The fact that pRet42a transfer is also decreased in a derivative lacking

the pSym of GR64 (GR64-5), points to a chromosomal location of the putative inhibitor locus. Similarly, S. fredii pSfr64a was unable to perform conjugative transfer or induce transfer of pSfr64b in R. etli genomic background (CFN2001-3). Only R. etli pRet42a was still able to induce pSfr64b transfer in the R. etli background (CFN2001-2). The pSym of GR64 differs from the typical R. etli pSym To further analyze the bean-nodulating S. fredii strain GR64, we performed a phylogenetic analysis with chromosomal genes (recA, rpoB), and with the plasmid-encoded genes nifH and repB. The results (Figure 4) show that, based on the phylogeny of the chromosomal genes, GR64 clusters within the fredii clade, while nifH

Saracatinib and repB genes group strain GR64 with other bean-nodulating Sinorhizobium strains isolated from the South of Spain (Granada and Sevilla) [22, 23] and from the North of Africa (Tunisia) [24] (Figure 4C). The data obtained indicate that GR64 has a S. fredii chromosome but carries a pSym that allows nodulation of Phaseolus. However, this plasmid differs from typical R. etli pSyms in its replication genes, allowing it to coexist with plasmid pSfr64a, which does share its replication genes with the R. etli pSym. Another feature ABT-263 in vitro that differentiates this pSym is the presence of a single copy of the nifH gene. Figure 4 Phylogeny of GBA3 S. fredii GR64. Maximum likelihood phylogenetic trees based on chromosomal: (A) recA, (B) rpoB, and plasmid: (C) nifH and (D) repB gene fragments.

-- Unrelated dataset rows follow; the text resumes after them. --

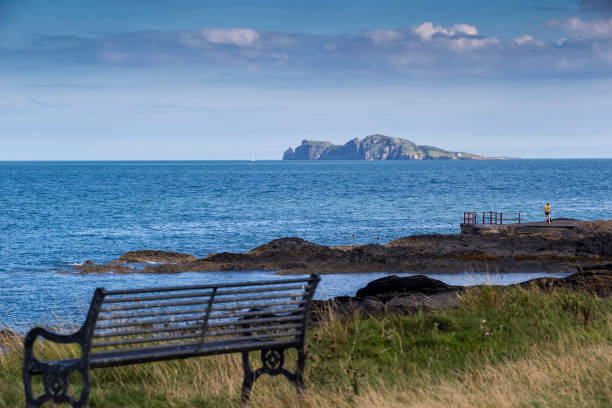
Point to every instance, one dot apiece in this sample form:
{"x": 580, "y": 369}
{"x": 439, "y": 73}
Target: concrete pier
{"x": 522, "y": 228}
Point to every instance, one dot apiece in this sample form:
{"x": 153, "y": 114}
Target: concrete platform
{"x": 522, "y": 228}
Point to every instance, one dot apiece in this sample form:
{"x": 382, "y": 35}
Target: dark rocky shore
{"x": 394, "y": 294}
{"x": 509, "y": 250}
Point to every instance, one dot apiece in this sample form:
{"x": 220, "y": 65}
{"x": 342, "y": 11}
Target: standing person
{"x": 547, "y": 218}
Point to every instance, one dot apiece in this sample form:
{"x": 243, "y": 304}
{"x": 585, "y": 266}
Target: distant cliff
{"x": 375, "y": 147}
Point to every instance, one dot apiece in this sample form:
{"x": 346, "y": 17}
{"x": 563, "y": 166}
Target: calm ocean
{"x": 59, "y": 213}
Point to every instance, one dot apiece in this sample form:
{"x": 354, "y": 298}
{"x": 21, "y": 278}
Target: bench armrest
{"x": 49, "y": 335}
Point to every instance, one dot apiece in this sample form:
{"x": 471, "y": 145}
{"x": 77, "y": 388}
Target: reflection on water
{"x": 52, "y": 299}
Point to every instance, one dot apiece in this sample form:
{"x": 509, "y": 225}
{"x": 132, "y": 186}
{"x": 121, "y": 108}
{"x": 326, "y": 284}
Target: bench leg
{"x": 250, "y": 377}
{"x": 272, "y": 364}
{"x": 56, "y": 383}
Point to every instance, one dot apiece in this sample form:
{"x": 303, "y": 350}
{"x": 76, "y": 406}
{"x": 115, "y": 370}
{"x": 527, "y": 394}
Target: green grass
{"x": 544, "y": 349}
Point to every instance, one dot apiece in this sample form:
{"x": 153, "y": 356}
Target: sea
{"x": 54, "y": 215}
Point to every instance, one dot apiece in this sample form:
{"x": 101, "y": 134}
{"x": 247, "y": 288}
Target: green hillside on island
{"x": 376, "y": 147}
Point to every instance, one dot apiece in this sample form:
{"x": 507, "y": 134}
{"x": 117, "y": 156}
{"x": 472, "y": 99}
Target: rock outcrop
{"x": 394, "y": 294}
{"x": 554, "y": 250}
{"x": 375, "y": 147}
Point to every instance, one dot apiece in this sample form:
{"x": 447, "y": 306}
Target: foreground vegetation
{"x": 501, "y": 348}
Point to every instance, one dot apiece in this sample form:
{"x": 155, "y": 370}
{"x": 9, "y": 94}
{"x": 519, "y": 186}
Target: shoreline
{"x": 508, "y": 251}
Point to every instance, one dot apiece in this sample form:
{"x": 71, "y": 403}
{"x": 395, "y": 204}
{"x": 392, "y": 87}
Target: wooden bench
{"x": 155, "y": 324}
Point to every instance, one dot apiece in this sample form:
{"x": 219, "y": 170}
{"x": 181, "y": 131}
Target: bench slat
{"x": 201, "y": 301}
{"x": 197, "y": 294}
{"x": 128, "y": 333}
{"x": 155, "y": 339}
{"x": 211, "y": 286}
{"x": 160, "y": 353}
{"x": 195, "y": 311}
{"x": 196, "y": 318}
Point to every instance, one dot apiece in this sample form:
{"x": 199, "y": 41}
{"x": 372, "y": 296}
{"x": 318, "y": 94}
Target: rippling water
{"x": 56, "y": 214}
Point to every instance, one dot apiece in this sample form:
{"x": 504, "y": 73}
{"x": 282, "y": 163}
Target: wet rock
{"x": 372, "y": 305}
{"x": 156, "y": 256}
{"x": 104, "y": 268}
{"x": 551, "y": 251}
{"x": 597, "y": 279}
{"x": 396, "y": 285}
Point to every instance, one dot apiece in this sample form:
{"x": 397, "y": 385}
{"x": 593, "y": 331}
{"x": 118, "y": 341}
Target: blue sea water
{"x": 56, "y": 214}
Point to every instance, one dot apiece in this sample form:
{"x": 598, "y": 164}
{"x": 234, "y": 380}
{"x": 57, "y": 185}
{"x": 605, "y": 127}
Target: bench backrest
{"x": 274, "y": 312}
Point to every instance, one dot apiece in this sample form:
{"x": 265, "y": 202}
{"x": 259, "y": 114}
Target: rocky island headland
{"x": 560, "y": 247}
{"x": 376, "y": 147}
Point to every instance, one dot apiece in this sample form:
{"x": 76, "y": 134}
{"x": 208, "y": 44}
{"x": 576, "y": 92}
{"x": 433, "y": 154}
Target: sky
{"x": 223, "y": 80}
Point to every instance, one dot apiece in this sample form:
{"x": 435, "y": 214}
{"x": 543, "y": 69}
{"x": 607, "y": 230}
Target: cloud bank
{"x": 426, "y": 49}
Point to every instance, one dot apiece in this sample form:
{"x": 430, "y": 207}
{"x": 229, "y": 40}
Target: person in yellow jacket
{"x": 547, "y": 218}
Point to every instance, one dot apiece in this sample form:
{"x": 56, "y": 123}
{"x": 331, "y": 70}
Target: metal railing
{"x": 492, "y": 217}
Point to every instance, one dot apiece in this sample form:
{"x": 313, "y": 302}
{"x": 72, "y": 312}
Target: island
{"x": 376, "y": 147}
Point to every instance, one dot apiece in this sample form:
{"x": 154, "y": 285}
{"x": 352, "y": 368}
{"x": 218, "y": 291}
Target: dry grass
{"x": 504, "y": 348}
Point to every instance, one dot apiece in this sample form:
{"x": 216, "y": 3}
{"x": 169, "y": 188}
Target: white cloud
{"x": 383, "y": 36}
{"x": 595, "y": 29}
{"x": 469, "y": 44}
{"x": 527, "y": 40}
{"x": 427, "y": 30}
{"x": 523, "y": 40}
{"x": 241, "y": 37}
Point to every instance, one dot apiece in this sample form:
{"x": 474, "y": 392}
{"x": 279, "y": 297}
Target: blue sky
{"x": 222, "y": 80}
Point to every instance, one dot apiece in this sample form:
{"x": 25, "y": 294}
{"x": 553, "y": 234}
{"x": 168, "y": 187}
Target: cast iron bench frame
{"x": 234, "y": 317}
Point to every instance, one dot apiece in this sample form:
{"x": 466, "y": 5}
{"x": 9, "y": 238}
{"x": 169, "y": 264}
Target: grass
{"x": 499, "y": 348}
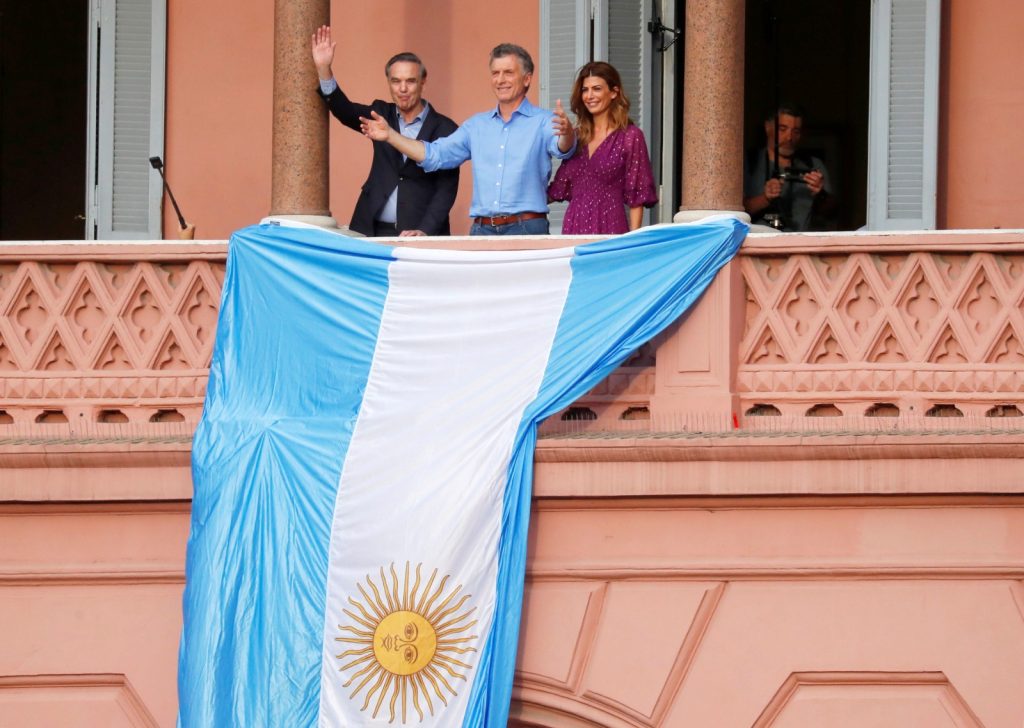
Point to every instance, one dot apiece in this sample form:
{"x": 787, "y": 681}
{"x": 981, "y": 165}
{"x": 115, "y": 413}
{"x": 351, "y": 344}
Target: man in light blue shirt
{"x": 511, "y": 147}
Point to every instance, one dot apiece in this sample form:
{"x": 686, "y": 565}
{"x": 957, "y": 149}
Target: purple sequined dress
{"x": 600, "y": 187}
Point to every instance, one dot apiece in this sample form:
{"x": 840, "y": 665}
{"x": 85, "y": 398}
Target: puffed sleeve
{"x": 560, "y": 188}
{"x": 639, "y": 188}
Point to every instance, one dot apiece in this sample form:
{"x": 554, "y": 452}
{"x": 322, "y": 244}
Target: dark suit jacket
{"x": 424, "y": 199}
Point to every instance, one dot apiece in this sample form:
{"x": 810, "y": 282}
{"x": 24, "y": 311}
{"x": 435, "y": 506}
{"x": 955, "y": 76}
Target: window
{"x": 126, "y": 120}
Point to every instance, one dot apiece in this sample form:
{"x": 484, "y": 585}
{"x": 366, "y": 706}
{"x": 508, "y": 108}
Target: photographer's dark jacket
{"x": 424, "y": 199}
{"x": 796, "y": 205}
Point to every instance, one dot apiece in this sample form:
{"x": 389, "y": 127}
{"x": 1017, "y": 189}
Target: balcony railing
{"x": 912, "y": 331}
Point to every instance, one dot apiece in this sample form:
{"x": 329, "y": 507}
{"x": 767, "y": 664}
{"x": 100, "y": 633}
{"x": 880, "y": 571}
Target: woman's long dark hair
{"x": 619, "y": 112}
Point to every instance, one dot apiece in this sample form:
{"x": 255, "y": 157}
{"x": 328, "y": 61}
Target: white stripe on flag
{"x": 424, "y": 480}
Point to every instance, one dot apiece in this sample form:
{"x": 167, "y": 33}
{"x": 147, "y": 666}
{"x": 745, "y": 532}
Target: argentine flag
{"x": 364, "y": 465}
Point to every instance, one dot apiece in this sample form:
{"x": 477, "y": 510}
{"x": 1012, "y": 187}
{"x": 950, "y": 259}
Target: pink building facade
{"x": 801, "y": 506}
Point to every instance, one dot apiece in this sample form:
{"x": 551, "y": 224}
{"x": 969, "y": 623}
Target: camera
{"x": 794, "y": 175}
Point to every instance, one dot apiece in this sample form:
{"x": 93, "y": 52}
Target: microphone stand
{"x": 186, "y": 231}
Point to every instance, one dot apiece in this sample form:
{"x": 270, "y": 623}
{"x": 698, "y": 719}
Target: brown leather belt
{"x": 500, "y": 220}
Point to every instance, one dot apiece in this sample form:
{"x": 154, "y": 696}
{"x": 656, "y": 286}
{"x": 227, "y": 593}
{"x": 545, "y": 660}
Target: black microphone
{"x": 158, "y": 165}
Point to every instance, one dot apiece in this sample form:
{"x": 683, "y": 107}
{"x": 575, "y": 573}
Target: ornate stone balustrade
{"x": 95, "y": 335}
{"x": 100, "y": 339}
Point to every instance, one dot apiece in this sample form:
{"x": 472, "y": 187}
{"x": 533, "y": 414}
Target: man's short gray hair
{"x": 404, "y": 57}
{"x": 504, "y": 49}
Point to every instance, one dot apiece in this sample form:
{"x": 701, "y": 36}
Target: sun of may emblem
{"x": 406, "y": 641}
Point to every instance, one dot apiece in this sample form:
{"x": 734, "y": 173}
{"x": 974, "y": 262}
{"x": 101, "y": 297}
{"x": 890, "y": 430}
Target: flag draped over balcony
{"x": 364, "y": 466}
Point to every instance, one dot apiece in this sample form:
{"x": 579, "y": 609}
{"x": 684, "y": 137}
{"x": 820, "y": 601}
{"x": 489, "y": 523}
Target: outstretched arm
{"x": 378, "y": 130}
{"x": 324, "y": 52}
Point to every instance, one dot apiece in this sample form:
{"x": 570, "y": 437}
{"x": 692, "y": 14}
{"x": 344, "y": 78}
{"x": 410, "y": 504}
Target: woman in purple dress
{"x": 610, "y": 170}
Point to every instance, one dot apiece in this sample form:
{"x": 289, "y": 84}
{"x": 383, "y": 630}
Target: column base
{"x": 694, "y": 215}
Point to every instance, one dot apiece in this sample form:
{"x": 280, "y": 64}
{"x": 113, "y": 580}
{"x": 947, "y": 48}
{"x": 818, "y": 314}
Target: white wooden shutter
{"x": 629, "y": 49}
{"x": 127, "y": 97}
{"x": 903, "y": 114}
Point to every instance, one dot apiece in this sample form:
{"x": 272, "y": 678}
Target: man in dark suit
{"x": 398, "y": 198}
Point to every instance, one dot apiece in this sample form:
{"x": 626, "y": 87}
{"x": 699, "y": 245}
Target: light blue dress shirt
{"x": 511, "y": 160}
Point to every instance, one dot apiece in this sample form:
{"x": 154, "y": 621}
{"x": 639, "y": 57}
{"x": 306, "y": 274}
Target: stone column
{"x": 713, "y": 109}
{"x": 299, "y": 176}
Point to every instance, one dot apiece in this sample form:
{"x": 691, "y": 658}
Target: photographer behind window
{"x": 794, "y": 194}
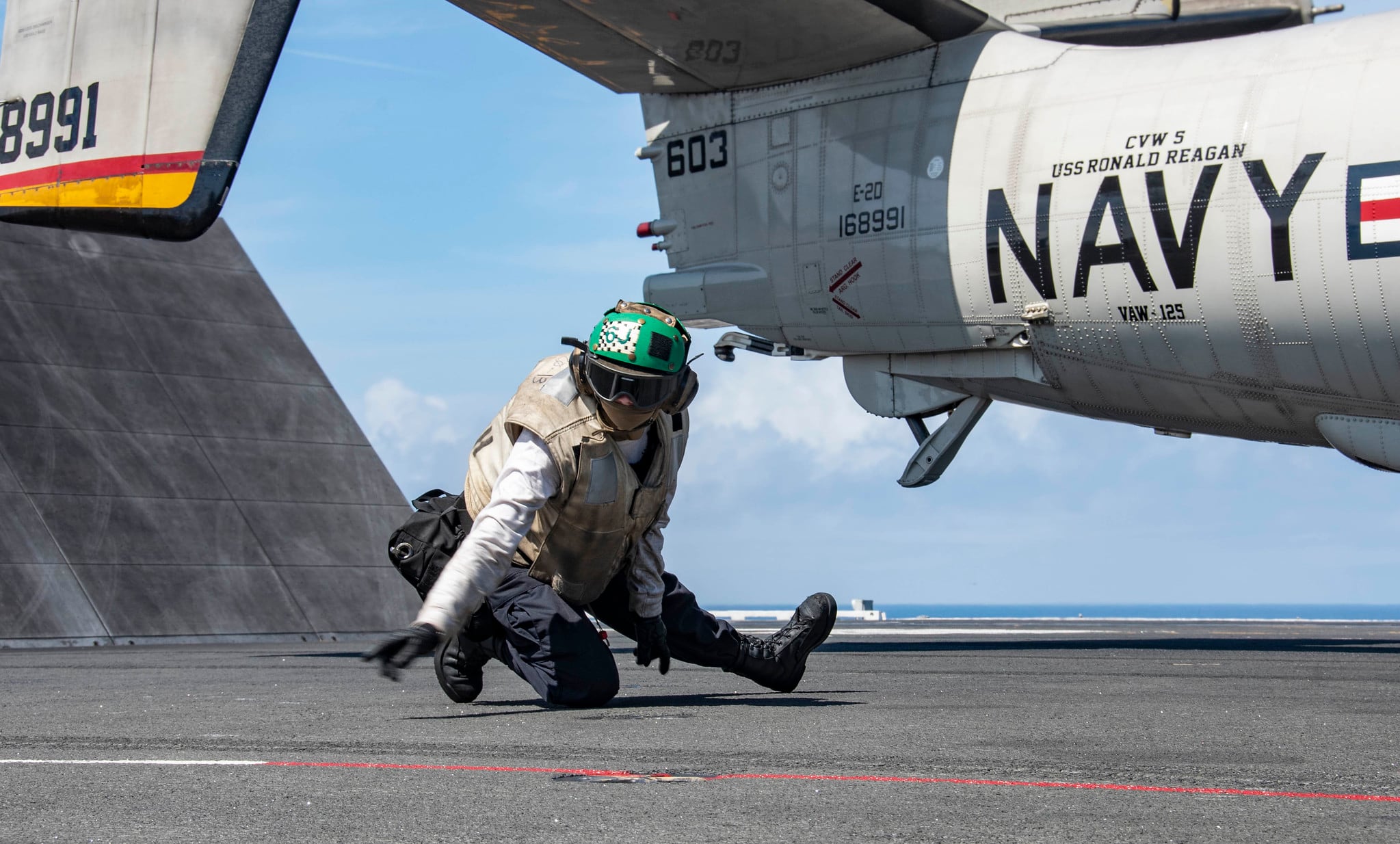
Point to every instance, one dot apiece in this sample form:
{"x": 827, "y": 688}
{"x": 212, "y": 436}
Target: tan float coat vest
{"x": 583, "y": 536}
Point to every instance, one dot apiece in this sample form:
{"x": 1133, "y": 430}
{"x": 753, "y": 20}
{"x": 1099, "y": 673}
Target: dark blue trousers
{"x": 555, "y": 648}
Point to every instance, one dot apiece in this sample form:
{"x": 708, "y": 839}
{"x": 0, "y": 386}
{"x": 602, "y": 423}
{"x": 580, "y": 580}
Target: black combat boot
{"x": 460, "y": 659}
{"x": 458, "y": 665}
{"x": 780, "y": 659}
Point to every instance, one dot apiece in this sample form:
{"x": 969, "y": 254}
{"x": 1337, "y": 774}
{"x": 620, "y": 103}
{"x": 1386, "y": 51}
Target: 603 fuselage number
{"x": 45, "y": 111}
{"x": 698, "y": 153}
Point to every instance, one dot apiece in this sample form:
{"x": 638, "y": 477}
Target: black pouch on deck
{"x": 425, "y": 544}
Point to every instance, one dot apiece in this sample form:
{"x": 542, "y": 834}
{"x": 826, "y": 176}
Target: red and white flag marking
{"x": 1381, "y": 209}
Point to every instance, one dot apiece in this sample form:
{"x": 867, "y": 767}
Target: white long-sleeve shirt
{"x": 527, "y": 482}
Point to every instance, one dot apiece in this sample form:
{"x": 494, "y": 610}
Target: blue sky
{"x": 436, "y": 203}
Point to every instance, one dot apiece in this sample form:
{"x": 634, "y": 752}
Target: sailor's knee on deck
{"x": 594, "y": 691}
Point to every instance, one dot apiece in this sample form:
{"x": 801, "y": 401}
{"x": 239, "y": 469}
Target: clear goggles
{"x": 646, "y": 391}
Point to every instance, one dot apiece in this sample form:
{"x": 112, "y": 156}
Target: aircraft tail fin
{"x": 131, "y": 116}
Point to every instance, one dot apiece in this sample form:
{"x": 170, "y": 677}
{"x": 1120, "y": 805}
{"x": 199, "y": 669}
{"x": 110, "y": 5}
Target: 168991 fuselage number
{"x": 874, "y": 222}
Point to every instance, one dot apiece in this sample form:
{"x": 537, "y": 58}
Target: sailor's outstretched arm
{"x": 644, "y": 584}
{"x": 527, "y": 482}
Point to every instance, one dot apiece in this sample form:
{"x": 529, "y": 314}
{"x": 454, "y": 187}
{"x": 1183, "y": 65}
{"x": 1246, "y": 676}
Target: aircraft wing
{"x": 129, "y": 116}
{"x": 691, "y": 47}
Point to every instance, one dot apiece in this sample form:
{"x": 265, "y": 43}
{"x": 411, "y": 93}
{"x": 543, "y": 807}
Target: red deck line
{"x": 1083, "y": 786}
{"x": 1381, "y": 798}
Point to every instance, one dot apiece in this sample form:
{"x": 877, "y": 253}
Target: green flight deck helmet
{"x": 639, "y": 350}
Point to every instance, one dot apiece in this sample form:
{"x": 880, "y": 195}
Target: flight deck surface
{"x": 905, "y": 731}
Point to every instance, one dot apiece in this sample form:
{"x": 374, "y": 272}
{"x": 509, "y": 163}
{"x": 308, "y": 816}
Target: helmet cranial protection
{"x": 637, "y": 350}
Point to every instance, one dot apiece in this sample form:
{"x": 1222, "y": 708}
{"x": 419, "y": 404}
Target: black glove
{"x": 651, "y": 643}
{"x": 402, "y": 647}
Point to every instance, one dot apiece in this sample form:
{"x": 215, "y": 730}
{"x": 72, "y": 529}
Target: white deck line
{"x": 188, "y": 762}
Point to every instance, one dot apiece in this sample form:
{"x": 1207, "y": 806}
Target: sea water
{"x": 1342, "y": 612}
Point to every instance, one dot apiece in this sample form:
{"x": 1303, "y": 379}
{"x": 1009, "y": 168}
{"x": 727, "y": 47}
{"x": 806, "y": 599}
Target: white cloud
{"x": 405, "y": 421}
{"x": 795, "y": 405}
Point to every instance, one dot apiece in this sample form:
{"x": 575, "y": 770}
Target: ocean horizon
{"x": 1311, "y": 612}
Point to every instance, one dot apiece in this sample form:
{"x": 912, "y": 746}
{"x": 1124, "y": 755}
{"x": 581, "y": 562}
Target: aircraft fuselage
{"x": 1198, "y": 237}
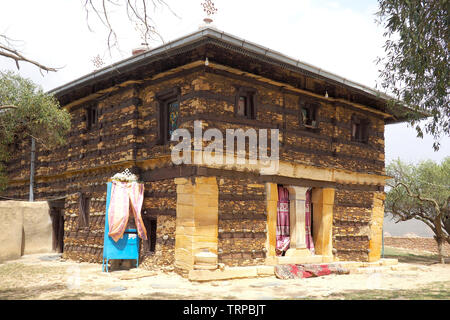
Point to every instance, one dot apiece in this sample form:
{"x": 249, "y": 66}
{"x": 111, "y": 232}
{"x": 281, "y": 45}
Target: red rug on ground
{"x": 299, "y": 271}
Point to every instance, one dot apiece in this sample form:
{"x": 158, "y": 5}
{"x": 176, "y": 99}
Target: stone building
{"x": 331, "y": 139}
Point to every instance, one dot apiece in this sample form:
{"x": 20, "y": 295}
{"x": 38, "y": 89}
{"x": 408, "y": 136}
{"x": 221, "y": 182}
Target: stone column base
{"x": 298, "y": 252}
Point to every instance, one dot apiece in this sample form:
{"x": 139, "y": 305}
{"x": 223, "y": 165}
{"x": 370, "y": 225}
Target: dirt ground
{"x": 46, "y": 276}
{"x": 416, "y": 243}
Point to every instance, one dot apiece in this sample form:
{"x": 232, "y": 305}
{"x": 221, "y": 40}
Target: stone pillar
{"x": 323, "y": 202}
{"x": 297, "y": 202}
{"x": 197, "y": 219}
{"x": 271, "y": 207}
{"x": 376, "y": 226}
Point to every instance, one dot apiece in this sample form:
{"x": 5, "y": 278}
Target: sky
{"x": 340, "y": 36}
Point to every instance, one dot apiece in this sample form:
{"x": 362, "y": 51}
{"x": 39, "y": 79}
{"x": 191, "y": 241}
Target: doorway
{"x": 57, "y": 217}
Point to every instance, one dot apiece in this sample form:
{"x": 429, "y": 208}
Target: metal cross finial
{"x": 209, "y": 8}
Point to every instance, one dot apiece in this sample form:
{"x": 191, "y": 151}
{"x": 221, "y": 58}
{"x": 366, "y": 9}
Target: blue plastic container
{"x": 125, "y": 248}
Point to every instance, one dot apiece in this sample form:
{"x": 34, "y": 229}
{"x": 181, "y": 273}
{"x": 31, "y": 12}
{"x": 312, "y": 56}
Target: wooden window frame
{"x": 313, "y": 108}
{"x": 250, "y": 111}
{"x": 362, "y": 131}
{"x": 149, "y": 246}
{"x": 164, "y": 98}
{"x": 91, "y": 116}
{"x": 84, "y": 205}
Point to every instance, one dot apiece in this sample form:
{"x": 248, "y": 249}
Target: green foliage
{"x": 425, "y": 181}
{"x": 415, "y": 68}
{"x": 30, "y": 112}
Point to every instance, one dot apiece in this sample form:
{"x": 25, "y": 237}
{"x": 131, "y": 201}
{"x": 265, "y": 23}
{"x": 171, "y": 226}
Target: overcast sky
{"x": 340, "y": 36}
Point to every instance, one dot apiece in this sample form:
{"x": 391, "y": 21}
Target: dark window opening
{"x": 169, "y": 112}
{"x": 150, "y": 226}
{"x": 245, "y": 103}
{"x": 57, "y": 217}
{"x": 91, "y": 117}
{"x": 173, "y": 113}
{"x": 360, "y": 130}
{"x": 308, "y": 115}
{"x": 84, "y": 203}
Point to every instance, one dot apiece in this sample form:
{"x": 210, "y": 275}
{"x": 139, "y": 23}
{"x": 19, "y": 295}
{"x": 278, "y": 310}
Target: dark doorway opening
{"x": 57, "y": 216}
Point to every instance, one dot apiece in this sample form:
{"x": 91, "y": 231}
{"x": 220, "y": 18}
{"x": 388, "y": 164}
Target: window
{"x": 150, "y": 226}
{"x": 173, "y": 113}
{"x": 84, "y": 203}
{"x": 245, "y": 103}
{"x": 360, "y": 129}
{"x": 308, "y": 115}
{"x": 91, "y": 116}
{"x": 169, "y": 112}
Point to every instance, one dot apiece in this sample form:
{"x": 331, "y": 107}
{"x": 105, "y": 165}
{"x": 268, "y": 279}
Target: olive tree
{"x": 422, "y": 192}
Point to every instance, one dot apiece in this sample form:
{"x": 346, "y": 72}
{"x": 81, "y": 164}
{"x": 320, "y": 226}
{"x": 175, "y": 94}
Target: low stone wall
{"x": 26, "y": 229}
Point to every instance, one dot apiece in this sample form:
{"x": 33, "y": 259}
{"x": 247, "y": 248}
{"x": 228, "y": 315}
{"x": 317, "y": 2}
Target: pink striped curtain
{"x": 122, "y": 194}
{"x": 282, "y": 235}
{"x": 309, "y": 240}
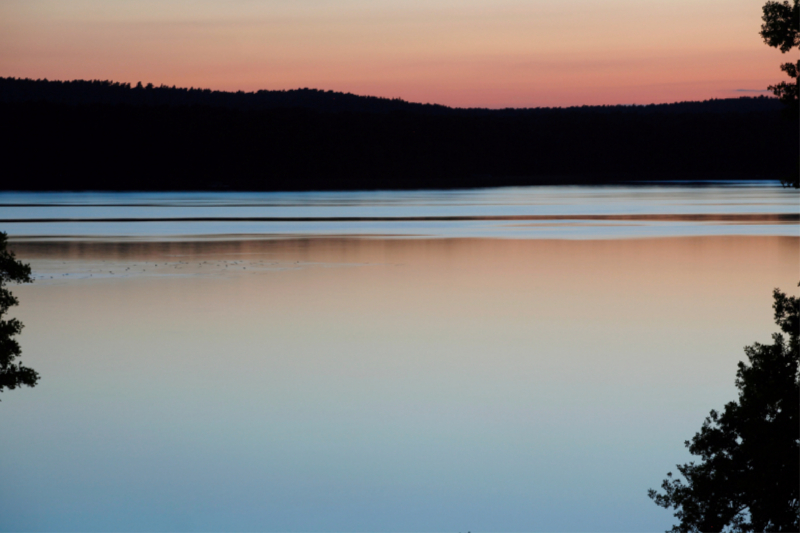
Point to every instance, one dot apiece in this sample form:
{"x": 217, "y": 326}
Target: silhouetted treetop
{"x": 748, "y": 475}
{"x": 12, "y": 373}
{"x": 781, "y": 27}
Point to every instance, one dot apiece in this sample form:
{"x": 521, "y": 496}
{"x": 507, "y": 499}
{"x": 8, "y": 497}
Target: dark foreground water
{"x": 476, "y": 374}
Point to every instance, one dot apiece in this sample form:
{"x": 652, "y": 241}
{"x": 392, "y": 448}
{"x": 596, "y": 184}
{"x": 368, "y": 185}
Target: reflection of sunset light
{"x": 480, "y": 53}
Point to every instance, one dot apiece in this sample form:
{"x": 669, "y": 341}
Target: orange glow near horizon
{"x": 474, "y": 53}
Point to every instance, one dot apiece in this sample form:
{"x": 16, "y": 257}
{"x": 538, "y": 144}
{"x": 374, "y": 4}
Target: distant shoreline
{"x": 78, "y": 136}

Arrows indicate the localization of S. fredii GR64, and R.etli CFN42. Discussion Genomic comparisons of S. meliloti, A. tumefaciens, and R. etli [25], and between Rhizobium

leguminosarum bv viciae and Rhizobium etli [26], have shown that chromosomes are well conserved both in gene content and gene order, whereas plasmids presented few common regions and lacked synteny, except for some pairs of plasmids whose features indicate that they were part of the ancestral genome, and may be considered as secondary chromosomes [26, 27]. In R. etli, the symbiotic and self-transmissible plasmids are the less conserved replicons [25] with fewer collinear blocks [26]. In this paper we show that a conjugative plasmid from a bean nodulating S. fredii strain is formed by large segments of replicons found in strains belonging to different species from diverse geographic origins. These replicons include two plasmids of R. etli, and a S. fredii chromosome. In GR64, bean-nodulation is provided by pSfr64b. Although the phylogenetic relationship of the GR64 nifH gene shows that it is closely related to the R. etli gene (Figure 4), pSfr64b differs from the typical R. etli pSym in other features (see above). We have previously reported that R.